FCC chairman Tom Wheeler says the FCC is continuing to vet information about zero rating plans to decide how they square with the general internet conduct standard that allows the commission to identify practices that impede an open internet.
That update, in a press conference following the FCC's monthly meeting Friday, came as net neutrality groups pressed the FCC to take action on the strength of over 100,000 complaints, while the Multicultural Media, Telecom and Internet Council (MMTC) launched its own online petition to preserve the plans as pro-consumer and diversity.
Zero rating plans exclude some video or other broadband services from usage-based pricing.
The idea of the general conduct standard is to take a case-by-case approach to potential problematic conduct. For example, finding zero rating plans out of bounds if they are found to have anticompetitive effects but not if they don't.

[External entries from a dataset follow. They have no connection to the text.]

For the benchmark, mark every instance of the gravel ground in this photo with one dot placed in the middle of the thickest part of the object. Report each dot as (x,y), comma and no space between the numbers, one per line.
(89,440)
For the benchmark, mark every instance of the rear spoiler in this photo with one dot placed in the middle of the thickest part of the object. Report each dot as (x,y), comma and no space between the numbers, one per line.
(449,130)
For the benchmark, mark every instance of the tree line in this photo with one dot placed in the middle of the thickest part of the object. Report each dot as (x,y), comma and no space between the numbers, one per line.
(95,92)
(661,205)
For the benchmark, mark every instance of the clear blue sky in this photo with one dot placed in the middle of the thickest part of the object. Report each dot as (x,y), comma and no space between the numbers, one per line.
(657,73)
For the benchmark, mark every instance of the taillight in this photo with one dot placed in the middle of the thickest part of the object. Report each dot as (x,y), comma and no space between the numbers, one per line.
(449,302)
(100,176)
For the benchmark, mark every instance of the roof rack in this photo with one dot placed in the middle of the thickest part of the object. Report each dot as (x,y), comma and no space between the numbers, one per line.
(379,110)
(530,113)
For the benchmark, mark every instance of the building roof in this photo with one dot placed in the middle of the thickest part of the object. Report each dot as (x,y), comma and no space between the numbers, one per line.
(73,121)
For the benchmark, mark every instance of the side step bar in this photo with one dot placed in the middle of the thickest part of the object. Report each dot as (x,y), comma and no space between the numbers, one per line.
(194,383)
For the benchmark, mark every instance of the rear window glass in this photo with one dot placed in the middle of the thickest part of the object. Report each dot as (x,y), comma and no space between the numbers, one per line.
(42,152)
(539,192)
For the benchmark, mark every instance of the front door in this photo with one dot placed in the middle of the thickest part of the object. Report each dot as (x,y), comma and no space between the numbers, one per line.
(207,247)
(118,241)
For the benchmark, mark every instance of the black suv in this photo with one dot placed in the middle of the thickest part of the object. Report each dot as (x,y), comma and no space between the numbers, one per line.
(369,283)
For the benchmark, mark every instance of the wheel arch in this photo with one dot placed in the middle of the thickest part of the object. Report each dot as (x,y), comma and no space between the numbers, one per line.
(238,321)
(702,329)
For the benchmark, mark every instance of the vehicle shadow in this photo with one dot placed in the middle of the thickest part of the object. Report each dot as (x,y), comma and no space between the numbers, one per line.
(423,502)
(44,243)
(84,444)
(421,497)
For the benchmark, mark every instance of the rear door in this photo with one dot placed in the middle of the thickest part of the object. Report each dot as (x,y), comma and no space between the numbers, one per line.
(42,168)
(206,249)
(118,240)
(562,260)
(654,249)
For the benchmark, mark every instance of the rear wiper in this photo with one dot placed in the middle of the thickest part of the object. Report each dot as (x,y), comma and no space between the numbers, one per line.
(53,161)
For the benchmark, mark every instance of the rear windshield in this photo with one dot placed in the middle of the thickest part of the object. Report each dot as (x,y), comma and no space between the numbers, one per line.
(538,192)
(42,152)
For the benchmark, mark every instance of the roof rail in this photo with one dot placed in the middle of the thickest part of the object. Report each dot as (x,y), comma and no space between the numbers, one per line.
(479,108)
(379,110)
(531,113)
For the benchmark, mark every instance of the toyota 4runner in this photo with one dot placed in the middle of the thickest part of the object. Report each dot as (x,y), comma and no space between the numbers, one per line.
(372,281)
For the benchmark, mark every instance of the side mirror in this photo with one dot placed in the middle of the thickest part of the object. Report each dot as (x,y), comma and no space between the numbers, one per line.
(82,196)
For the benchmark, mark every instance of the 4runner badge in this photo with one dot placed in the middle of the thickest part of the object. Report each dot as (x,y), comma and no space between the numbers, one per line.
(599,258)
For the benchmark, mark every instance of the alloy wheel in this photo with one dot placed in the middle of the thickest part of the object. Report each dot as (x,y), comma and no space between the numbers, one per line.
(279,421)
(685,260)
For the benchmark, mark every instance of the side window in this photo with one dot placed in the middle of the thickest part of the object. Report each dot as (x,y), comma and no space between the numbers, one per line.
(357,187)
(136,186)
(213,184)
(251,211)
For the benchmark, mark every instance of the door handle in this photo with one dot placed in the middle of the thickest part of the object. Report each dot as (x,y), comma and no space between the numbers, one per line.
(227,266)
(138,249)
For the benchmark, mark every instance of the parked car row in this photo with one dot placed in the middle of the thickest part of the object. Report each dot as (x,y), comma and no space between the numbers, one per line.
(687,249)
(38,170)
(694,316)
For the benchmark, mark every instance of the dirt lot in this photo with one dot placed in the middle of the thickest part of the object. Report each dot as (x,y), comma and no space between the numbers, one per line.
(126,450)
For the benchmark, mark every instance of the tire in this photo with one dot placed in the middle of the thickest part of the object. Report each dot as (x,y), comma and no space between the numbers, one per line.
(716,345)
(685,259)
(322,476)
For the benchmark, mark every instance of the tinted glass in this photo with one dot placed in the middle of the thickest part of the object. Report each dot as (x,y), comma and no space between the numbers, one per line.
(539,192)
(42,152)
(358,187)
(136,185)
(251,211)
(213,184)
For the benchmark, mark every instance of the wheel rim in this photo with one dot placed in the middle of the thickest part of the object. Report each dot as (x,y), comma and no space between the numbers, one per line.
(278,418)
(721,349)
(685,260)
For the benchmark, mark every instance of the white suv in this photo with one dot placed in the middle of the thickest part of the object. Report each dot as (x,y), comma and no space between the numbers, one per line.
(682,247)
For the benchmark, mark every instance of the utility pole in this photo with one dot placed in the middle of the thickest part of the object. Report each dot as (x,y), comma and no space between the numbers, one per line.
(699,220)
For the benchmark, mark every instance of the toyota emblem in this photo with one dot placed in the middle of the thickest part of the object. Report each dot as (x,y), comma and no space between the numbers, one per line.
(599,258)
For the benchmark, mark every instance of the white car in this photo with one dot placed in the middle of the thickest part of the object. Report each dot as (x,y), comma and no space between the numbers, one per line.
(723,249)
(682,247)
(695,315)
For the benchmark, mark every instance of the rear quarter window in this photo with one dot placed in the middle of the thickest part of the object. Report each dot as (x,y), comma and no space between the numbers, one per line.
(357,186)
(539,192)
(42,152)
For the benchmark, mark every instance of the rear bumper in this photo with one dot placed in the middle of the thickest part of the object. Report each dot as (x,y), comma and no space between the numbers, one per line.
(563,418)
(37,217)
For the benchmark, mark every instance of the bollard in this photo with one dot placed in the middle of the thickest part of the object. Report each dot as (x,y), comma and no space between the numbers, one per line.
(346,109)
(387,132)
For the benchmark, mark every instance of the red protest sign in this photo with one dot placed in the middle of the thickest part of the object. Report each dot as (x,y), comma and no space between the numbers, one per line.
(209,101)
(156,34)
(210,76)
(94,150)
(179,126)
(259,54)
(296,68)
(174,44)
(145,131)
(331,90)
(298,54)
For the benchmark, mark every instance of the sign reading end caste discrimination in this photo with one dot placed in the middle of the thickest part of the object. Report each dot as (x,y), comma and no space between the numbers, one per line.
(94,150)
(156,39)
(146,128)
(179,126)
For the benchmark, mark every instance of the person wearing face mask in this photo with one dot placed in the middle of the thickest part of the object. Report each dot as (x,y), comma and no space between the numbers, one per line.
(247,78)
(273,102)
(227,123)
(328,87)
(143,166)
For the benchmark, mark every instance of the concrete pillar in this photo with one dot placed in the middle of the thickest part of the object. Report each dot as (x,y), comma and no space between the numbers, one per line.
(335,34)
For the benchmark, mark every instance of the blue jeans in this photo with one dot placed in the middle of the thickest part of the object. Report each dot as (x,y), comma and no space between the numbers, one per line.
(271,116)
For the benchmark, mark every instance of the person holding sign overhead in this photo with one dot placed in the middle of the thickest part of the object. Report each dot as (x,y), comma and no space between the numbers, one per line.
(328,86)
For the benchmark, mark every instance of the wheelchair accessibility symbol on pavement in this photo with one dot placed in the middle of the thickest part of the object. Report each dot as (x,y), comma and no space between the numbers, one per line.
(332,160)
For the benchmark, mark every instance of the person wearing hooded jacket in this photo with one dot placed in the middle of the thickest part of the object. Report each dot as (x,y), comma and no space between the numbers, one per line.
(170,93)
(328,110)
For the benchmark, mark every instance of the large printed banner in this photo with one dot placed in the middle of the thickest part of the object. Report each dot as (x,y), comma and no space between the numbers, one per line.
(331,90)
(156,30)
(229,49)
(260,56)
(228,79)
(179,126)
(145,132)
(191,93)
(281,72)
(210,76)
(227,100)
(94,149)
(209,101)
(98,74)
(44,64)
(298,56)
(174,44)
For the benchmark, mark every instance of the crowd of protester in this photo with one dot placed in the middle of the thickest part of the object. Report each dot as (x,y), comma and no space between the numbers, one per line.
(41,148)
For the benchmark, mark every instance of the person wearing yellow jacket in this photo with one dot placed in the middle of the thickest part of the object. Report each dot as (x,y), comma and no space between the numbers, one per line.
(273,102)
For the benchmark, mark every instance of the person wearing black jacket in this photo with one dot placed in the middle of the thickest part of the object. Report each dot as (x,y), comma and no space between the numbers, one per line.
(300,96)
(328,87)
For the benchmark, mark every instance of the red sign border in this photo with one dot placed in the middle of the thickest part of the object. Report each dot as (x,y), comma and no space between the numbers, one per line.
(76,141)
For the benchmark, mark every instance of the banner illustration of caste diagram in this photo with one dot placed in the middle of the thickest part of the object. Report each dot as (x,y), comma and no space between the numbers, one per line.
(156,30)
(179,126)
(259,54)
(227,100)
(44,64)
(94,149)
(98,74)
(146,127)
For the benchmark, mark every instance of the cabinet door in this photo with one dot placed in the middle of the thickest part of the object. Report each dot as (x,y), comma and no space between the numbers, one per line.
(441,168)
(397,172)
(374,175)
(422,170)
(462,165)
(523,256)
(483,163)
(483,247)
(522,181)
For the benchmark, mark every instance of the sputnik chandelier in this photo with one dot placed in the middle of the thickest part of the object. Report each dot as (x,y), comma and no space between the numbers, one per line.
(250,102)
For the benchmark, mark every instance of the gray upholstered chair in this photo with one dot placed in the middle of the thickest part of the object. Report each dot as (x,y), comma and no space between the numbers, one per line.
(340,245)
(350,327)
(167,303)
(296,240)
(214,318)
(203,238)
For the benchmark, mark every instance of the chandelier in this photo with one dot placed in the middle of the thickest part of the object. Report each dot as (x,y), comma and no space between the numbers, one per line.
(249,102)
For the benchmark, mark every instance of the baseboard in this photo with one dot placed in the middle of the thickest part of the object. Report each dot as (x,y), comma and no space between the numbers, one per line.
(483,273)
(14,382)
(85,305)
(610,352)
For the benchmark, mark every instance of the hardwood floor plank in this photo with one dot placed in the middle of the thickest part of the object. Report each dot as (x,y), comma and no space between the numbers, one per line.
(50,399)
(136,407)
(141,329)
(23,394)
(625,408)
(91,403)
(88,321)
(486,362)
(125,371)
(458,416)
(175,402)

Asked following the FCC's monthly public meeting whether the FCC would take action on the plans following a federal appeals court's ruling upholding its ability to impose that standard, Wheeler said the reason the FCC did not have specific language on zero rating plans in the Open Internet Order is because it is a broad issue, not a "one-size-fits-all situation."
He said the FCC continued to collect information, as it has been for months, and remained in ongoing discovery mode.
He also said he appreciated the input he had gotten on the issue, which included an event staged in advance of the meeting.
Network neutrality advocates including Free Press, Fight for the Future, and the Center for Media Justice, delivered over 100,000 complaints to FCC headquarters backing a regulatory review of such plans, pitching it in advance as a photo op and following through with a giant letter placed in a grassy area adjacent to the FCC's headquarters.
On the other side of the issue, MMTC launched a campaign in support of zero rating plans tied to the advantage of lowering the price for broadband.
"Zero rating and free data practices from wireless operators are helping families manage their data use, and in some instances, confront the realities of expensive mobile phone bills that keep them offline. Millions of Americans, especially more vulnerable and younger populations, cannot get online – simply because they cannot afford it," MMTC said.
MMTC said it supported the application of the general conduct standard as a fair framework of evaluating the practice, but wanted to make sure the FCC was taking into account that "the consumers who are benefitting from free data are the ones who are in a daily struggle to keep their mobile services activated. They deserve to have their voices heard,” it said.